North-east oil firm Xcite Energy, which is focused on the UK North Sea, said yesterday it had a seminal first quarter of the year and was now poised to show the commercial value of the Bentley field.
The heavy-oil asset – more difficult to produce because of its thick, sticky consistency – is in Block 9/3b in the UK North Sea, about 100 miles east of Shetland.
Xcite Energy Resources (XER), a wholly owned subsidiary of the Banchory-based group, was awarded a 100% working interest in the block in 2003 as part of the 21st UK offshore licensing round.
In January 2008, XER drilled and tested a well in the central area of Bentley, one of the largest proven but undeveloped fields in UK waters with an estimated £1billion-plus development cost.

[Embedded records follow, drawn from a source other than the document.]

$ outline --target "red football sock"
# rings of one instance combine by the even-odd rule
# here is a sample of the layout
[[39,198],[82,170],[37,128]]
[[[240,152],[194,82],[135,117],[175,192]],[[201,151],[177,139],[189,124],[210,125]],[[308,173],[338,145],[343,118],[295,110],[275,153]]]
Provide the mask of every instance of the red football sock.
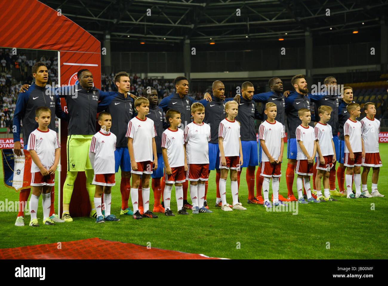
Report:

Earlier this year, Xcite raised equity funding of about £23.1million net of expenses to cover the drilling of a pre-development well (9/3b-R) and working-capital purposes.
It has also secured a farm-in partner, US-owned exploration and production company Challenger Minerals (North Sea), which is providing about £2.8million towards the cost of the new well in return for a 4% stake in the field.
XER has recently secured a jack-up rig, subject to contract and appointed engineering and project-management company AMEC to do consultancy work to help it develop the field.
In March, Xcite said that after reprocessing 3D seismic data it estimated most likely recovery from Bentley at 160million barrels.
The field was previously assessed as having recoverable reserves of 80-166million barrels.
Announcing results yesterday, Xcite, which has no production so far, reported net losses of £265,000 for the first three months of 2010.
The Alternative Investment Market-listed company has its registered office in the British Virgin Islands.